CBS Ends 6-Month Censorship of IRS Scandal to Tell Viewers FBI Won't File Charges

CBS finally ended its almost six-month long ban on the IRS-Tea Party investigation to announce to its viewers, on Tuesday’s CBS This Morning, that the FBI is not expected to “file criminal charges” and has yet to find “proof of political bias.”

However in the time since CBS last reported on the scandal on July 24, they have censored bombshells in the investigation like: Rep. Darrell Issa accusing the FBI of stonewalling; the discovery of e-mails by IRS officials sent both to the FEC and the White House; and most recently the announcement of an Obama donor being named in charge of the Justice Department investigation.

In a 15-second-long brief CBS This Morning co-anchor Norah O’Donnell pronounced: “Well The Wall Street Journal said the FBI is not expected to file criminal charges after the IRS gave extra scrutiny to conservative groups.
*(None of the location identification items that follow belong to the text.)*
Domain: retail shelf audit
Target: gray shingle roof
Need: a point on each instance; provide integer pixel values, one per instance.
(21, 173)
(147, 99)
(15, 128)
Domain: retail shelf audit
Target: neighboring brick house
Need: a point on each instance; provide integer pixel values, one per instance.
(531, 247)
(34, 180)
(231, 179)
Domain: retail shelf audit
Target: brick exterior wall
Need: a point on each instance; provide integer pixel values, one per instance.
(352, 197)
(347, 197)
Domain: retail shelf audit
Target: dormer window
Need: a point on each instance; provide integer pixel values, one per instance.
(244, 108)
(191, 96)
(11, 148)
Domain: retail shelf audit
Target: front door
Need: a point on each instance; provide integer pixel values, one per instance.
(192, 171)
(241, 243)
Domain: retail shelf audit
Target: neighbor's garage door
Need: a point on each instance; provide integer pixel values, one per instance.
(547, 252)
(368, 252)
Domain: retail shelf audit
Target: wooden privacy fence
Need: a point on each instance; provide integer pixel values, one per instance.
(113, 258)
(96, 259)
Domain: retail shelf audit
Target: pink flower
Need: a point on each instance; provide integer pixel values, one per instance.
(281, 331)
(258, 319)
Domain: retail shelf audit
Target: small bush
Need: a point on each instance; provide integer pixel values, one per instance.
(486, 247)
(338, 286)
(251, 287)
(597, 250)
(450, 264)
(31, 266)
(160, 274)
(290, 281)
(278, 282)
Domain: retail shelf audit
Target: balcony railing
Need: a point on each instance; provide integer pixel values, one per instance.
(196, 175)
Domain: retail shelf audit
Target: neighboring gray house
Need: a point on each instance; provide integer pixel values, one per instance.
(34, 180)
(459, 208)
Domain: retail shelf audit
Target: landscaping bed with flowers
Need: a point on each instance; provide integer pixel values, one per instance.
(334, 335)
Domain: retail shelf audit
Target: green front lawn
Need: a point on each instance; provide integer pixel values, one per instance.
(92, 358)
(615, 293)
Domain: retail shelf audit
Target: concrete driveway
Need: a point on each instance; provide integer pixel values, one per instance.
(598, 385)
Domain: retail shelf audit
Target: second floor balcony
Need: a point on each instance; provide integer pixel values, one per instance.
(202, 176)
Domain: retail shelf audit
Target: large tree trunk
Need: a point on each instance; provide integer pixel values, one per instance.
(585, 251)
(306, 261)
Investigators did not find proof of political bias when the agency dealt with organizations using names like Tea Party or patriots.” If CBS This Morning had devoted more than a few seconds to the Journal’s reporting it could have found time to relay the Journal’s concerns, as laid out in its January 14 editorial by James Freeman and Brian Carney:

The Journal reports that the Federal Bureau of Investigation is unlikely to file any criminal charges in the targeting of conservative political organizations by the Internal Revenue Service. Yet Cleta Mitchell, an attorney who represents many of the targets, says that the FBI has never contacted any of her clients to discuss their treatment at the hands of the IRS. "Shouldn't law enforcement talk to the victims in an investigation?," she asks in an email. "That's like investigating a burglary without interviewing the burgled," notes a Journal editorial.
 
The press corps suddenly cares a great deal about cancelled meetings in New Jersey state government. Perhaps they should be asking why the FBI at first promised that the official in charge of the IRS investigation, Valerie Parlave, would meet with Rep. Jim Jordan of the House Oversight Committee and then—after contacting a senior political appointee at Justice—declined to make her available.
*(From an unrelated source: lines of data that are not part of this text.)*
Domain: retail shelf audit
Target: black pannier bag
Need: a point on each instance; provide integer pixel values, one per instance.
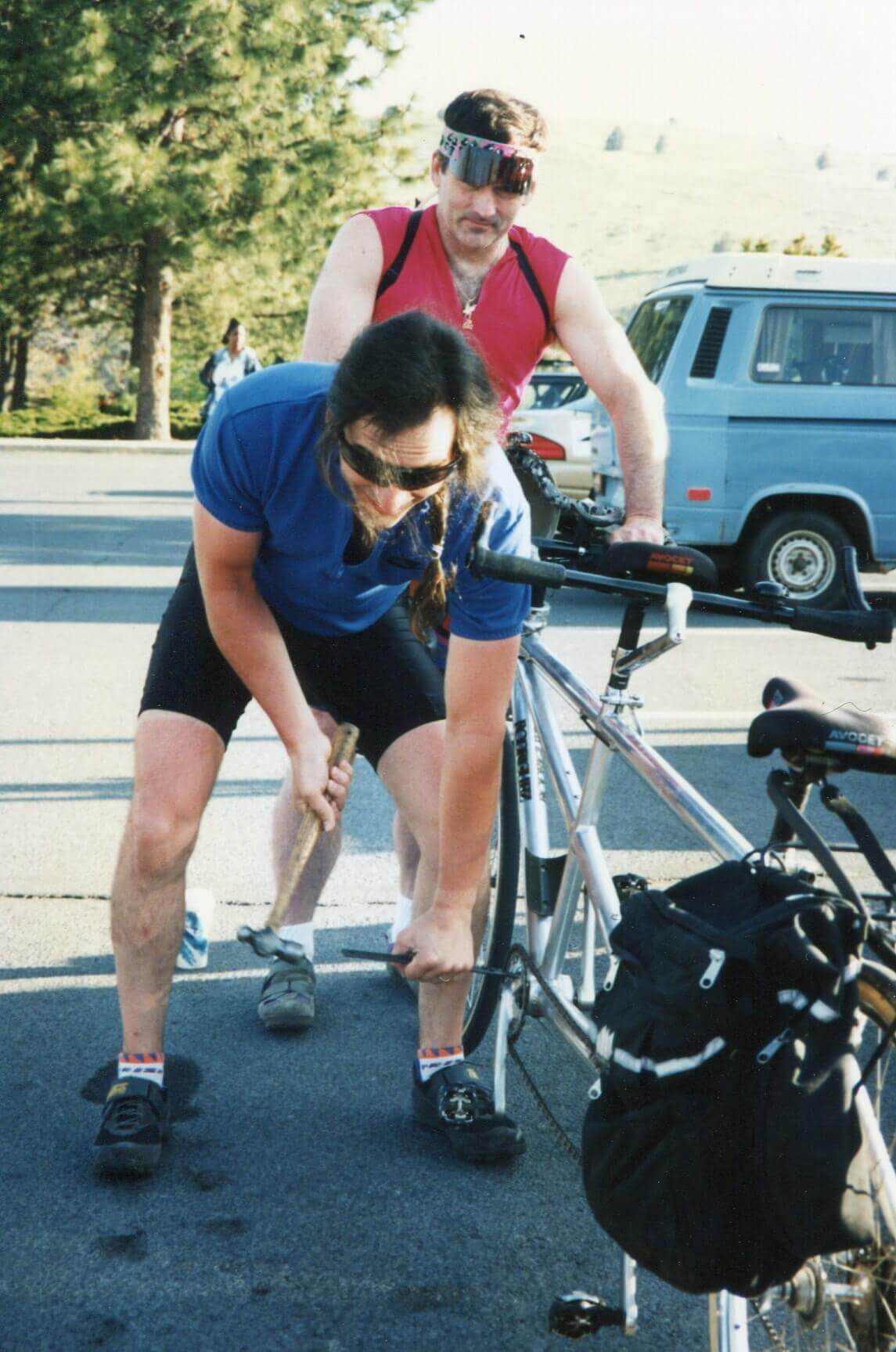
(723, 1145)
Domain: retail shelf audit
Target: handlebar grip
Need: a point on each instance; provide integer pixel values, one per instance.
(509, 568)
(869, 626)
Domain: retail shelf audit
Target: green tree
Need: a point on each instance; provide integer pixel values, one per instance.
(829, 247)
(152, 139)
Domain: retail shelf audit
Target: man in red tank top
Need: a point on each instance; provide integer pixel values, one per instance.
(468, 262)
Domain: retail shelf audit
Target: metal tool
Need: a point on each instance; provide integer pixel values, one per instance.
(267, 941)
(403, 959)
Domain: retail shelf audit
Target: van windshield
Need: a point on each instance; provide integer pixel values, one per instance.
(654, 329)
(826, 346)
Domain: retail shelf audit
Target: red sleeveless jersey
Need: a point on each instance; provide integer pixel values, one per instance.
(509, 326)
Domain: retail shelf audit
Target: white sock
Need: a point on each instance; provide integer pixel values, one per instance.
(303, 935)
(403, 916)
(431, 1059)
(150, 1065)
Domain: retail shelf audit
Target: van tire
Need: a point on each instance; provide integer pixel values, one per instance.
(799, 550)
Beyond the harassment of Tea Party groups and the leaking of confidential taxpayer data to political opponents, the IRS case also involved senior government officials falsely assuring Congress for a year that there was no targeting. IRS brass then falsely and publicly claimed that the targeting was the work of low-level employees. Yet when it comes to allegations of misleading Congress, the Obama Justice Department was more interested in trying to prosecute baseball pitcher Roger Clemens for comments about steroids than it was in pursuing a case involving the use of the nation's tax-collecting authority against the President's opponents.

So far neither ABC or NBC have yet to report on the Wall Street Journal’s report or editorial.